You'll want at least 8GB for 1440p, but 12GB or 16GB is ideal for future-proofing. Modern games like Cyberpunk 2077 and Hogwarts Legacy can push past 8GB at high settings. The RX 9060 XT's 16GB gives you plenty of headroom, while the RTX 5060's 8GB means you'll need to watch texture quality settings in VRAM-hungry titles.
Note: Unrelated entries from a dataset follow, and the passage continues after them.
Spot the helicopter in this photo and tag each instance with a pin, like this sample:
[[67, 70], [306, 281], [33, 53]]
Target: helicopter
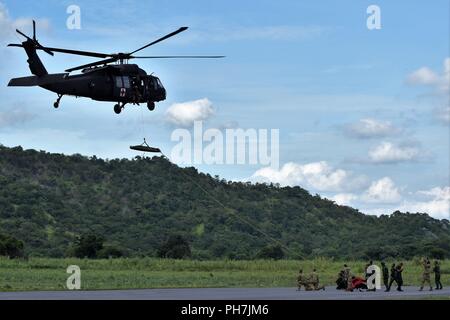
[[111, 79]]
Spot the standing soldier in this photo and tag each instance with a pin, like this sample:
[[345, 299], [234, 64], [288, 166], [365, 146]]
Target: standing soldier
[[385, 272], [426, 276], [314, 280], [437, 275], [393, 277], [348, 276], [366, 273], [301, 280], [399, 276]]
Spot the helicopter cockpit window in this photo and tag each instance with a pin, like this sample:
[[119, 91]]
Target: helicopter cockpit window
[[126, 82], [159, 83], [123, 82], [119, 82]]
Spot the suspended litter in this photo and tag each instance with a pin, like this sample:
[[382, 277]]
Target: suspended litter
[[144, 147]]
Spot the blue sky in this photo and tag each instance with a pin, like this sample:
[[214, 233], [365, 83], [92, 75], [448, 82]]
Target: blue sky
[[363, 114]]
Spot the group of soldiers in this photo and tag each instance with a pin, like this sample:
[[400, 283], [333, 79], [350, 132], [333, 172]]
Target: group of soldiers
[[349, 282]]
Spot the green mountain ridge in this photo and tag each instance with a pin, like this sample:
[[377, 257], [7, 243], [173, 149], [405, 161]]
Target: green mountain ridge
[[47, 200]]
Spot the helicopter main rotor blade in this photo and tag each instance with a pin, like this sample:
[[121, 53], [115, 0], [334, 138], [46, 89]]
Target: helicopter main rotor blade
[[78, 52], [93, 64], [179, 57], [161, 39]]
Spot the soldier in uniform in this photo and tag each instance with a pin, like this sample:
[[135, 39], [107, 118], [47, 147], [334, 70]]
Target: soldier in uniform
[[437, 275], [393, 277], [367, 274], [314, 279], [341, 282], [399, 271], [426, 276], [385, 273], [302, 281], [348, 276]]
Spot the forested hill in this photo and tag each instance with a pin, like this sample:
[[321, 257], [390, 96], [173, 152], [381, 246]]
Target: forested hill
[[48, 200]]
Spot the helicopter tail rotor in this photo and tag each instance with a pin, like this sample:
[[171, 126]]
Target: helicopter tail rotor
[[33, 40]]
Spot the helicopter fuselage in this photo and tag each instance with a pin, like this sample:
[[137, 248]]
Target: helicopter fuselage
[[125, 83]]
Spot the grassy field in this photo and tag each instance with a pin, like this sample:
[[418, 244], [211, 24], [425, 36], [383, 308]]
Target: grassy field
[[50, 274]]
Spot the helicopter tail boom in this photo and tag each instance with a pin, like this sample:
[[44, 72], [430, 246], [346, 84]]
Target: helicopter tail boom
[[37, 80]]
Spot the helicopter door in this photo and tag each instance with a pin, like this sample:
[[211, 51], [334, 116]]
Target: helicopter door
[[122, 88]]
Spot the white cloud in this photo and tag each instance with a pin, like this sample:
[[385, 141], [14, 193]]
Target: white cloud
[[370, 128], [440, 84], [443, 114], [186, 113], [423, 76], [318, 176], [344, 199], [382, 191], [426, 76], [387, 152]]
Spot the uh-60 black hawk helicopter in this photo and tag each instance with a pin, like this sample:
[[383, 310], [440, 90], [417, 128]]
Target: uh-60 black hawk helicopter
[[111, 79]]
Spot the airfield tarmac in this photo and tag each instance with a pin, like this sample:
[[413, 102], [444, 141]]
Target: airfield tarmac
[[224, 294]]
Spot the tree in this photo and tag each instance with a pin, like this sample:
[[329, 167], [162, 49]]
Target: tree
[[10, 247], [271, 252], [88, 246], [176, 247]]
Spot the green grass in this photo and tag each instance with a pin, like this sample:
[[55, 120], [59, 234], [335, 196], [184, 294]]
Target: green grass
[[136, 273]]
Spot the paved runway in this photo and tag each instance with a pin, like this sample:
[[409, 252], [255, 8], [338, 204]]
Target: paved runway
[[223, 294]]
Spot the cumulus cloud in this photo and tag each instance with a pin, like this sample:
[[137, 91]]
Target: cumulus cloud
[[423, 76], [387, 152], [186, 113], [319, 176], [443, 114], [370, 128], [426, 76], [14, 117], [440, 84], [382, 191]]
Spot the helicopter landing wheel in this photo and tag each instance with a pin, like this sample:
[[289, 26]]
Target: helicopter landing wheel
[[151, 105]]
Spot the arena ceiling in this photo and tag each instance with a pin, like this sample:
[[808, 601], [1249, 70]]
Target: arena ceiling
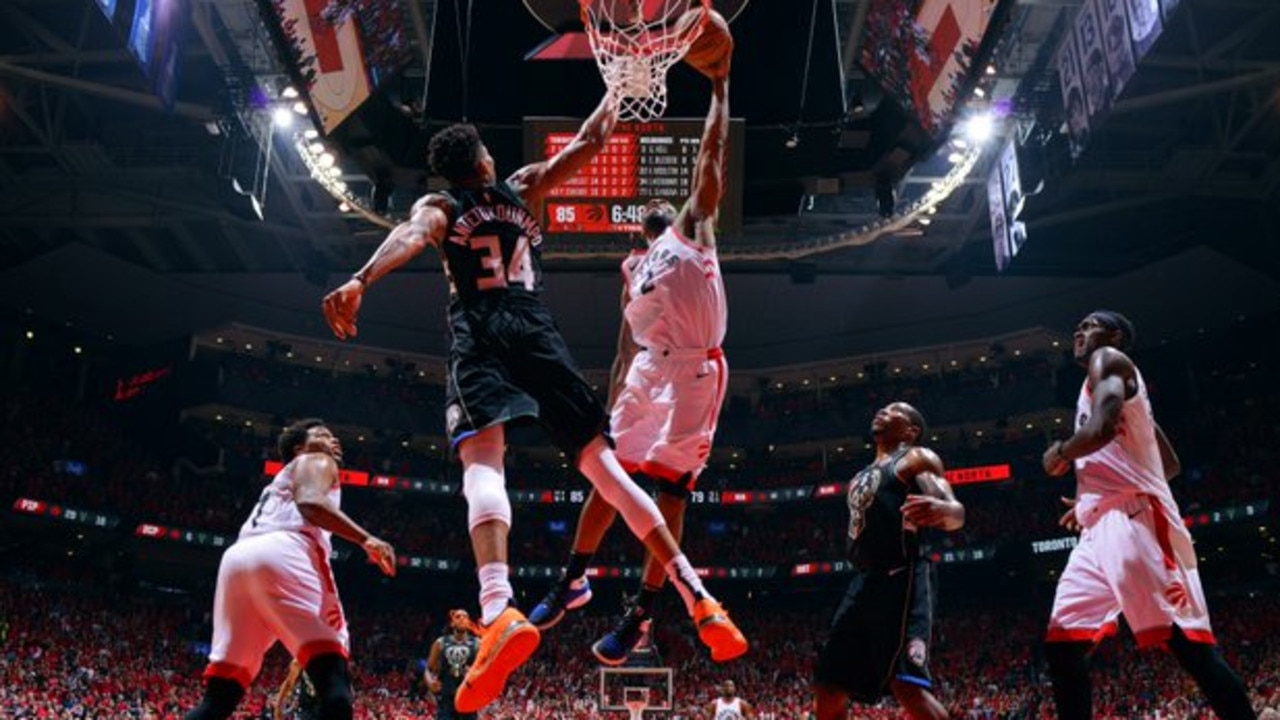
[[120, 217]]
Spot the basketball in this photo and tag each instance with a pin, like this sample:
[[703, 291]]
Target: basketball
[[713, 49]]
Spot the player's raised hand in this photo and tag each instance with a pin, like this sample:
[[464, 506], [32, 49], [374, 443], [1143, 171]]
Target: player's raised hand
[[1054, 463], [341, 308], [380, 554]]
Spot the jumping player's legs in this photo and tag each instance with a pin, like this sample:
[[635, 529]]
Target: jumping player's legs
[[508, 638], [917, 701]]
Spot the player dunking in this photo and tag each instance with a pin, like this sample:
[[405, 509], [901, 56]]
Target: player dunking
[[508, 361], [880, 637], [452, 654], [1136, 556], [670, 374], [728, 706], [274, 583]]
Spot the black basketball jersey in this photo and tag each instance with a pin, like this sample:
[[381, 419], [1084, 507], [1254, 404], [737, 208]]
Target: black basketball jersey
[[878, 537], [493, 244], [456, 657]]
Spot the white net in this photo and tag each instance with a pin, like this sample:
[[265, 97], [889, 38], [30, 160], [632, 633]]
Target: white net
[[635, 42]]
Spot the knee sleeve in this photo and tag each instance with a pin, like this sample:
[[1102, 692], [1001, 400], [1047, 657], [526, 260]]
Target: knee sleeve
[[332, 679], [618, 490], [483, 481], [220, 698]]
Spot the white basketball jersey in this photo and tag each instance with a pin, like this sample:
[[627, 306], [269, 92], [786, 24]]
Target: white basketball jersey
[[676, 295], [728, 709], [1130, 463], [277, 510]]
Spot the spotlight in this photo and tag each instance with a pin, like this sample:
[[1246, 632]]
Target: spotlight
[[282, 117], [979, 128]]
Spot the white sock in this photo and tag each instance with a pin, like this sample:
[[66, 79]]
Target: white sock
[[496, 591], [686, 582]]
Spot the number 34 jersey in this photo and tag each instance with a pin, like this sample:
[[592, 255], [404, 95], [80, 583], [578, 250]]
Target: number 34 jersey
[[277, 510], [493, 244]]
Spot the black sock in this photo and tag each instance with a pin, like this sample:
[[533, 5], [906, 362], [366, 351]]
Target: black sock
[[1220, 684], [577, 564], [220, 698], [647, 598], [1069, 669], [332, 679]]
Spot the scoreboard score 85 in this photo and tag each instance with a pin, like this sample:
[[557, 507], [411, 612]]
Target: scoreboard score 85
[[640, 162]]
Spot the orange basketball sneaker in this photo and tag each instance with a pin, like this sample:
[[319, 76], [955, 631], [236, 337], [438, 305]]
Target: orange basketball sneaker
[[506, 645], [718, 632]]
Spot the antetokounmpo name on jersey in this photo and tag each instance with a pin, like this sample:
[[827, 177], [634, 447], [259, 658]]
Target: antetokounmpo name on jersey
[[483, 214]]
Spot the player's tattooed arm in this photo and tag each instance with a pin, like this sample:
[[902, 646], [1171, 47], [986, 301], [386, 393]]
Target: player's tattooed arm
[[426, 226], [936, 505], [533, 182], [1168, 456]]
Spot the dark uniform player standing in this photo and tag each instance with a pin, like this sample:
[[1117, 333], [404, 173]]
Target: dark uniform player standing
[[508, 361], [880, 637], [452, 655]]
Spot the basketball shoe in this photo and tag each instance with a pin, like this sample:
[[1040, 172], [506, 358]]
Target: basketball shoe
[[565, 595], [718, 632], [504, 645], [616, 645]]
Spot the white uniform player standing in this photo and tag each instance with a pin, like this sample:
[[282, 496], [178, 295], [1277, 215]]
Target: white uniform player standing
[[670, 374], [1136, 556], [728, 706], [275, 583]]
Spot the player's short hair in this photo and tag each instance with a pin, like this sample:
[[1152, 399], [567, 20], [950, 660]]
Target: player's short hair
[[656, 222], [1116, 322], [453, 153], [293, 436]]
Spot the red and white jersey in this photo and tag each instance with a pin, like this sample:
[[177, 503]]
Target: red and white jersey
[[676, 295], [728, 709], [277, 510], [1130, 463]]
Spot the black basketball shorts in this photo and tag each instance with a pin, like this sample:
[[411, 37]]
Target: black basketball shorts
[[508, 361], [880, 633]]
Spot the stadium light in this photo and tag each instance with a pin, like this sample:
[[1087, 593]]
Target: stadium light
[[282, 117], [979, 128]]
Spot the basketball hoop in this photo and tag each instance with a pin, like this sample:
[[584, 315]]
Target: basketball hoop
[[635, 42], [636, 700]]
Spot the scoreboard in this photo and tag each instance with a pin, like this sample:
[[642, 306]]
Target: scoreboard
[[641, 162]]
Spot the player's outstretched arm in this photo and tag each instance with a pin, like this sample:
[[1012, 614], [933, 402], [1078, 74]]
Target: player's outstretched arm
[[1168, 456], [627, 349], [936, 506], [534, 181], [314, 474], [426, 226], [712, 156]]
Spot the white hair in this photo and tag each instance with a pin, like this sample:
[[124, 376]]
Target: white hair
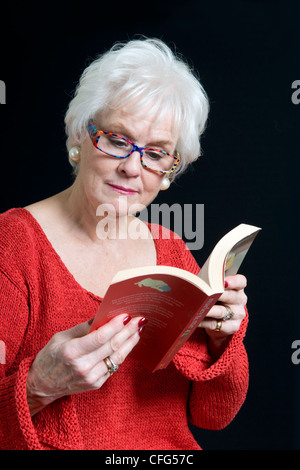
[[143, 74]]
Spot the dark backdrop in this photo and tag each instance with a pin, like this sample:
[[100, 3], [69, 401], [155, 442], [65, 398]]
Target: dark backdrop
[[247, 56]]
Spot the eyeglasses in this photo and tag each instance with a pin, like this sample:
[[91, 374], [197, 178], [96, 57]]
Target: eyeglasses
[[153, 159]]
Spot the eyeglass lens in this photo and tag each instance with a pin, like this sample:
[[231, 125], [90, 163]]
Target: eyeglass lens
[[116, 146]]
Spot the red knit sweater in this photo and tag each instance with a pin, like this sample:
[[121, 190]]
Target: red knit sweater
[[134, 409]]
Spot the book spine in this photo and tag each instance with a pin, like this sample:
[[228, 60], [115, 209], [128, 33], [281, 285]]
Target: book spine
[[187, 332]]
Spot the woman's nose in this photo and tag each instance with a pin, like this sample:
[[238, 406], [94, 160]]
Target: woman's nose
[[132, 164]]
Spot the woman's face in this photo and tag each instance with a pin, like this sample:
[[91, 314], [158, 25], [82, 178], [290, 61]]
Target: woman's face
[[123, 183]]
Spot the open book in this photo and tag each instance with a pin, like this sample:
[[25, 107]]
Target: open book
[[173, 300]]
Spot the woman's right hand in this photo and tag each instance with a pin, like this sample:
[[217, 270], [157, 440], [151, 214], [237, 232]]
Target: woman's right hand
[[73, 361]]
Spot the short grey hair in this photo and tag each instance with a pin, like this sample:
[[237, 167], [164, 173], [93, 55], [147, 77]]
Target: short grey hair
[[146, 75]]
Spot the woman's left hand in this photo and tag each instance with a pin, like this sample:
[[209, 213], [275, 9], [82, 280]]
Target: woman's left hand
[[231, 304]]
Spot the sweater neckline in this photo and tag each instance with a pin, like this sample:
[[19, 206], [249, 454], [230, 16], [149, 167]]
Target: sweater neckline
[[33, 221]]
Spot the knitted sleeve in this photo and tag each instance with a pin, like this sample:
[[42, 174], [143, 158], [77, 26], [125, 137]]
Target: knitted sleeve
[[218, 389], [16, 428]]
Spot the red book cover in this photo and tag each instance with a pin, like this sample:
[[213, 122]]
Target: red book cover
[[173, 306]]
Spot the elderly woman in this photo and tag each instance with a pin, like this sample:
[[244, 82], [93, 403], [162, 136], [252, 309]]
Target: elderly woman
[[133, 126]]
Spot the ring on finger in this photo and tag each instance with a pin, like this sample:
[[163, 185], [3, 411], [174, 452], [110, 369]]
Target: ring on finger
[[219, 325], [111, 366], [229, 314]]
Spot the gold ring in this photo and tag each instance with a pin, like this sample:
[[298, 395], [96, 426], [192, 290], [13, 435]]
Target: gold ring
[[111, 366], [229, 314]]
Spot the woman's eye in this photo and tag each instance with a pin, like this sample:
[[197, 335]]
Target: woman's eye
[[155, 155], [120, 143]]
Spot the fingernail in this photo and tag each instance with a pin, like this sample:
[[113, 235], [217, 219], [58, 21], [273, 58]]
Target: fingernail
[[127, 319], [142, 321], [141, 329]]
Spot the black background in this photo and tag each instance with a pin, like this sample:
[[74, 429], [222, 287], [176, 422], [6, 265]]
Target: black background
[[247, 55]]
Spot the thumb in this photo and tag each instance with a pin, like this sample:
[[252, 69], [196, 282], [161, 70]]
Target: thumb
[[77, 331]]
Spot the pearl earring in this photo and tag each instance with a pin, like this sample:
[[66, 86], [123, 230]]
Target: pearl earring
[[74, 154], [165, 184]]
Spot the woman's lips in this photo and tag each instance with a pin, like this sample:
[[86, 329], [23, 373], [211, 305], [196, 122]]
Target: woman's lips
[[121, 189]]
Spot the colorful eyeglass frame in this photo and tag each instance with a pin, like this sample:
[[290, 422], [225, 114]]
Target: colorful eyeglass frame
[[96, 134]]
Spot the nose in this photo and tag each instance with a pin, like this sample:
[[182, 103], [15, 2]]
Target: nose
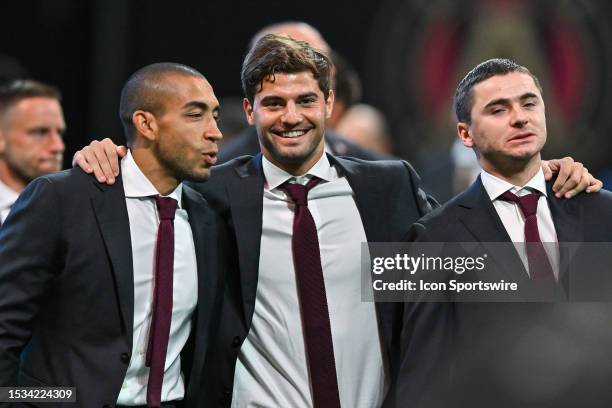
[[291, 115]]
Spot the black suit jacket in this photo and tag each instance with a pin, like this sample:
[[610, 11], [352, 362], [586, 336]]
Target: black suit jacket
[[67, 288], [388, 199], [246, 143], [528, 354]]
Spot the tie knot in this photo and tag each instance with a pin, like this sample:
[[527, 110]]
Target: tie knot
[[527, 203], [298, 192], [166, 207]]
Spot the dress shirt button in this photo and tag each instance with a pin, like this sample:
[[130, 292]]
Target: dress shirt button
[[236, 341]]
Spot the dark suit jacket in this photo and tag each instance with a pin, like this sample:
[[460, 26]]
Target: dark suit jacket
[[246, 143], [67, 288], [527, 354], [388, 199]]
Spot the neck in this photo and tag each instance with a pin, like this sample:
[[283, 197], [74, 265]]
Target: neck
[[514, 172], [163, 181], [10, 178]]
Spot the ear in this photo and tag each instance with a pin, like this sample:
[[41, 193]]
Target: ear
[[329, 104], [145, 124], [463, 132], [248, 111]]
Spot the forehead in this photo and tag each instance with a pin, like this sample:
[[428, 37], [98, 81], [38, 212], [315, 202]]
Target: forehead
[[288, 85], [509, 86], [182, 89]]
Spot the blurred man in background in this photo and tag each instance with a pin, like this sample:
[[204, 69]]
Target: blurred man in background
[[31, 129]]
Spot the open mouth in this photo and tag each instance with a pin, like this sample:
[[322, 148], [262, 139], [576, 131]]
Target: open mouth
[[521, 136]]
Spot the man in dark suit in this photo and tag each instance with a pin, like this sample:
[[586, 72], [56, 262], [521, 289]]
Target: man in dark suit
[[524, 354], [88, 299]]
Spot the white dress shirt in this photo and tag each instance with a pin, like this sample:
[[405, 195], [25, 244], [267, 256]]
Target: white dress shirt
[[7, 199], [144, 221], [514, 221], [272, 366]]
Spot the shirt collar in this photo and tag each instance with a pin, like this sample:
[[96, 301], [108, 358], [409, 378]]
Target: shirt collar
[[275, 176], [137, 185], [7, 196], [496, 186]]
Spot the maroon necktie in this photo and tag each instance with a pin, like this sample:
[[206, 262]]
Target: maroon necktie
[[313, 302], [162, 299], [539, 265]]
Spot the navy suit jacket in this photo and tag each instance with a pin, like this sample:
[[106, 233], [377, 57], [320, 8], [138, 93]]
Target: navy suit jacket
[[554, 354]]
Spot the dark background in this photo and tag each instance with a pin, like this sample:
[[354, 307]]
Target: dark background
[[409, 54]]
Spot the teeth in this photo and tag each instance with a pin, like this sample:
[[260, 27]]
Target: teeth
[[294, 133]]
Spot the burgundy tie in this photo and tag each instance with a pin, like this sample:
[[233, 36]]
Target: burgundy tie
[[162, 300], [313, 302], [539, 265]]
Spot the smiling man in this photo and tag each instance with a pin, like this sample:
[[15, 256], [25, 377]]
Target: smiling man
[[31, 129], [103, 286]]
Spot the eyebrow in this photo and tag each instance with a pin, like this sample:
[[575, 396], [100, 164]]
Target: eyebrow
[[506, 101]]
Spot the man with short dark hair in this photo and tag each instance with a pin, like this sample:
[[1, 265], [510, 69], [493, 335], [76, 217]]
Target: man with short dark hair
[[31, 129], [115, 289]]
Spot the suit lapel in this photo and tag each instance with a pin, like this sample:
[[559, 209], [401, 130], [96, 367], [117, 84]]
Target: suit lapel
[[246, 200], [367, 192], [113, 221], [478, 215]]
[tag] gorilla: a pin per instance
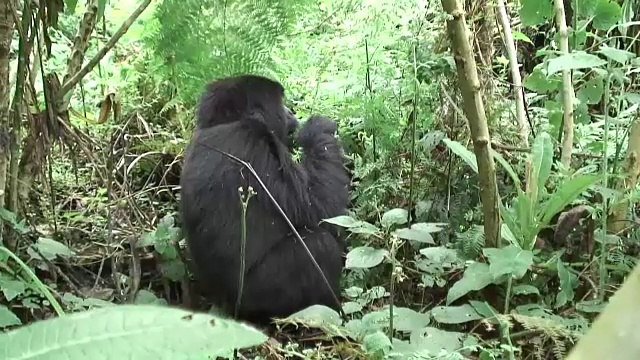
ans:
(245, 116)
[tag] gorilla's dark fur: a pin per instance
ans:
(245, 116)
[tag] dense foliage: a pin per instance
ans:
(95, 222)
The RTX 3050 and 3060 in this roundup are overpriced at £440-£445 for their age and performance. You're better off spending a bit more on the RTX 5060, which offers newer architecture, GDDR7 memory, and better efficiency. The older cards only make sense if you find them on sale for under £200.
GDDR7 is the latest memory standard, offering significantly higher bandwidth (28Gbps vs 16-18Gbps for GDDR6). This means faster data transfer between the GPU and memory, which helps with high-resolution textures and ray tracing. The RTX 5060 and 5070 cards feature GDDR7, giving them a performance edge over older GDDR6 cards in memory-intensive scenarios.
No, you don't. While the newer cards support PCIe 5.0, they'll work perfectly fine in PCIe 4.0 or even 3.0 slots. The performance difference is negligible for gaming. The RTX 5060 actually uses PCIe 5.0 x8, which is equivalent to PCIe 4.0 x16 bandwidth, so even older motherboards won't bottleneck these cards.